The operation of the wind energy conversion (WEC) system is affected by the weather conditions as its generated power is dependent on the wind speed. It is essential to monitor the maximum generated power from the WEC system, this requires installing a maximum power point tracker (MPPT). This paper proposes a recent metaheuristic optimization approach named bald eagle search (BES) optimizer to design MPPT for WEC system operated at variable wind speed for tracking its global maximum power. The BES is selected as it can explore new search spaces, this helps in enhancing its divergence to avoid stuck in local optima and guarantee global solution.
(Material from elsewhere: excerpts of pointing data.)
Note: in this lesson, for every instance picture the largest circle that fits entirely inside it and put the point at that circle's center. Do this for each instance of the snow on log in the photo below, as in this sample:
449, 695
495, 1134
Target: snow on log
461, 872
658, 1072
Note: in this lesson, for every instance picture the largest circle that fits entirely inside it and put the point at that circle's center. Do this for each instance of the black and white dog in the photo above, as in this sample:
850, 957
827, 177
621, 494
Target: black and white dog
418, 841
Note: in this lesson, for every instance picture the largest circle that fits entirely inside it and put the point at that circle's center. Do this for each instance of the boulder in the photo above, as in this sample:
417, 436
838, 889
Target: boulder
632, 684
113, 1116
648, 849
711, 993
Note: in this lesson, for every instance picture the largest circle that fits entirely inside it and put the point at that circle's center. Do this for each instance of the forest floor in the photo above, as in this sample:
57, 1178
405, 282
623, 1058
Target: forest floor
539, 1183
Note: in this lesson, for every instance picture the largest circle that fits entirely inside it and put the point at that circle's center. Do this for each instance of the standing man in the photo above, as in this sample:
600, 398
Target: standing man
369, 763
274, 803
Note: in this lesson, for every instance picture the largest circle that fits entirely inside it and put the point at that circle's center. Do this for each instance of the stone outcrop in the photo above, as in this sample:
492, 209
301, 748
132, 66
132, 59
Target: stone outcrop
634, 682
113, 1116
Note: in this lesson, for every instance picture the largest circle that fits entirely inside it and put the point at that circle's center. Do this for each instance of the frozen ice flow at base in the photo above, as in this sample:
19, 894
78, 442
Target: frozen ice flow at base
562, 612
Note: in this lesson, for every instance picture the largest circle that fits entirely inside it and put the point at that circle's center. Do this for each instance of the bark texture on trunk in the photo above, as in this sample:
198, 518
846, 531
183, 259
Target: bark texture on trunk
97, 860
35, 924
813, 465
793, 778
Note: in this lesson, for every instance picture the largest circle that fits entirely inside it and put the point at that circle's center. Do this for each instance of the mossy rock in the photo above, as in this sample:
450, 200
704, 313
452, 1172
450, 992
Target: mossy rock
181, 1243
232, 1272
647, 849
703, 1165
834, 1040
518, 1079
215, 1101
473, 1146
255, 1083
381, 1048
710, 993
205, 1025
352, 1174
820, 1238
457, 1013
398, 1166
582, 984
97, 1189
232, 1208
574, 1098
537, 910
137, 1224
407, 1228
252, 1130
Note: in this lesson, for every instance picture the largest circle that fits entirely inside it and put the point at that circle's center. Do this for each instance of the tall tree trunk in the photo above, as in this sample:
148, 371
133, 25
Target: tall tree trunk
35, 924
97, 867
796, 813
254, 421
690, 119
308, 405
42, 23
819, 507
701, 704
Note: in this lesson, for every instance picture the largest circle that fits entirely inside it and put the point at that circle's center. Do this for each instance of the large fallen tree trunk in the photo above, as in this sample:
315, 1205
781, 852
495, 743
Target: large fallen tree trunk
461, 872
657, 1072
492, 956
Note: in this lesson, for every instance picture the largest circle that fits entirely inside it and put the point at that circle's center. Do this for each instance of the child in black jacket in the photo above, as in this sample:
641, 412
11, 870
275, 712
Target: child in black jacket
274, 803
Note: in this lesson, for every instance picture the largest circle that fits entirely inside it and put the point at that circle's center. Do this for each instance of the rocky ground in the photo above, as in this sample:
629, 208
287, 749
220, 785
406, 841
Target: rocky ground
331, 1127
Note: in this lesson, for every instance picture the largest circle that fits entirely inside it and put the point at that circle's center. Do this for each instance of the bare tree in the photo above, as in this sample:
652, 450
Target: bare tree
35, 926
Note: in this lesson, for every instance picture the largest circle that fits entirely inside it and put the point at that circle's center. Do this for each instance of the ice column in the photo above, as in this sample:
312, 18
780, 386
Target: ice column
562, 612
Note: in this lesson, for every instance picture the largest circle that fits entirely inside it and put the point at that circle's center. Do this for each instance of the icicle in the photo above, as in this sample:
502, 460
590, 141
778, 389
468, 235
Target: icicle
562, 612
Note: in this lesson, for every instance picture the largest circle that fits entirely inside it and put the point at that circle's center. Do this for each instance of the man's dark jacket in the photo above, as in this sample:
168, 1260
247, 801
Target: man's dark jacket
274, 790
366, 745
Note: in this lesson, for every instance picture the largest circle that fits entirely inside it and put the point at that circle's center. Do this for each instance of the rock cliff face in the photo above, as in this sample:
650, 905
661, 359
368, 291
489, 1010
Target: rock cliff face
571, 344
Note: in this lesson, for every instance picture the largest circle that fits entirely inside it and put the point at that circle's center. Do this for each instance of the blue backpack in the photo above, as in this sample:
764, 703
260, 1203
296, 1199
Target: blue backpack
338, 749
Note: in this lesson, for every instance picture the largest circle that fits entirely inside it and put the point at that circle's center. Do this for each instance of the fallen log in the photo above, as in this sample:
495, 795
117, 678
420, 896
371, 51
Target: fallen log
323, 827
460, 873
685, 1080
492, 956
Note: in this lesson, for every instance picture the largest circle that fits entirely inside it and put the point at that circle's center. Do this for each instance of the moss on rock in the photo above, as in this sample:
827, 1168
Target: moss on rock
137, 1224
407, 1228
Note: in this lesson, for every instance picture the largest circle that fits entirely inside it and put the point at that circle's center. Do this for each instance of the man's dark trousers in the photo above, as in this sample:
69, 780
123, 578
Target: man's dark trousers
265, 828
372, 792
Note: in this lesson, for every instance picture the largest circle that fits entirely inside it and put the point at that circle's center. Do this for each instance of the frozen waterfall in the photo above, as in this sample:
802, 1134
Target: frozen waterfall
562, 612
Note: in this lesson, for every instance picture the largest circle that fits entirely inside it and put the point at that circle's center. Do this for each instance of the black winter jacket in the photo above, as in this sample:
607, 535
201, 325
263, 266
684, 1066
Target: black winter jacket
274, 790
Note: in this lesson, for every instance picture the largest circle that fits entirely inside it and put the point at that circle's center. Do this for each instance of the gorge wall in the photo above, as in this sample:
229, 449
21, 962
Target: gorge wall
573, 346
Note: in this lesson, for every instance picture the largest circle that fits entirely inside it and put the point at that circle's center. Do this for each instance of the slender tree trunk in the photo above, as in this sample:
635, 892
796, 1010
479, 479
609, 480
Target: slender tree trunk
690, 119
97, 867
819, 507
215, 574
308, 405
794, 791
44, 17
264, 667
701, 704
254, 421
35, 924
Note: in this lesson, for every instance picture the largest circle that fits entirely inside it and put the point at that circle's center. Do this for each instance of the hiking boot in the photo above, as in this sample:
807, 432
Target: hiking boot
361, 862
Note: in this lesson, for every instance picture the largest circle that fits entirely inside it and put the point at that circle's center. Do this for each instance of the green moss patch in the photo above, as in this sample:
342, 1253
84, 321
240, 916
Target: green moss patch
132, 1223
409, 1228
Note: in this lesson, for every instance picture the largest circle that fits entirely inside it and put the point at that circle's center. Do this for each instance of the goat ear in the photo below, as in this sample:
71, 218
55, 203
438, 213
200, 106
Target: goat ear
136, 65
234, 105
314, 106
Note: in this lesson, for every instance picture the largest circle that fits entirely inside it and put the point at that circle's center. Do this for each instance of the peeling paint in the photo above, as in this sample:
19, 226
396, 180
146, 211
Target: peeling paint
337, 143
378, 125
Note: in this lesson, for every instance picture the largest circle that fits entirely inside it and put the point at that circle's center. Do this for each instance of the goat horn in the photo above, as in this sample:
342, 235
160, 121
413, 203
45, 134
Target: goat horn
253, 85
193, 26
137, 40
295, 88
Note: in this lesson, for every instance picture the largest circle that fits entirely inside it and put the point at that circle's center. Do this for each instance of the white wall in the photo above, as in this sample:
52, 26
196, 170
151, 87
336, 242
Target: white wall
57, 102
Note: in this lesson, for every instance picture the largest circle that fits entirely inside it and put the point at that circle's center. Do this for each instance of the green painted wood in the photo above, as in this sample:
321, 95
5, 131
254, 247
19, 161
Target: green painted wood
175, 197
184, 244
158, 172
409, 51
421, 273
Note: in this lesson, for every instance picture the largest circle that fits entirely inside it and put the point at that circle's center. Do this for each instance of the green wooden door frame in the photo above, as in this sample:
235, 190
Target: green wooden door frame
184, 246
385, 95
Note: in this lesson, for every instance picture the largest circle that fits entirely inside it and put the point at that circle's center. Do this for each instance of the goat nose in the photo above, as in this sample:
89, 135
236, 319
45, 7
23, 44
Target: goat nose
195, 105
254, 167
The proposed BES controls the DC-DC boost converter MOSFET at the terminals of a permanent magnet synchronous generator (PMSG) driven by wind turbine (WT). The BES adapts the MOSFET duty cycle such that the generated output power is enhanced. The proposed tracker is investigated on WEC operated at constant wind speed, variable wind speed, and real measured wind speed collected via Al-Jouf stations affiliated to the Saudi Arabia meteorological authority. Comparison to other approaches of particle swarm optimizer (PSO), aquila optimizer (AO), dingo optimization algorithm (DOA), sparrow search algorithm (SSA), and sooty tern optimization algorithm (STOA) is presented. Moreover, set of nonparametric tests such as Wilcoxon sign-rank test, Friedman test, ANOVA table, and Multiple comparison test are performed for statistical justification. According to the results, the BES has Friedman average rank of 1.1; meanwhile, the followed technique (DOA) has an average rank of 2.0250 that proves the superiority of the optimizer. Furthermore, the attained p-value of 1.6419e-54 based on the ANOVA table affirms the existence of significant differences among the algorithms. Therefore, the obtained results confirmed the competence and superiority of the proposed BES-MPPT in extracting the best global maximum power in all studied cases.

Suggested Citation

  • Fathy, Ahmed & Rezk, Hegazy & Yousri, Dalia & Kandil, Tarek & Abo-Khalil, Ahmed G., 2022. "Real-time bald eagle search approach for tracking the maximum generated power of wind energy conversion system," Energy, Elsevier, vol. 249(C).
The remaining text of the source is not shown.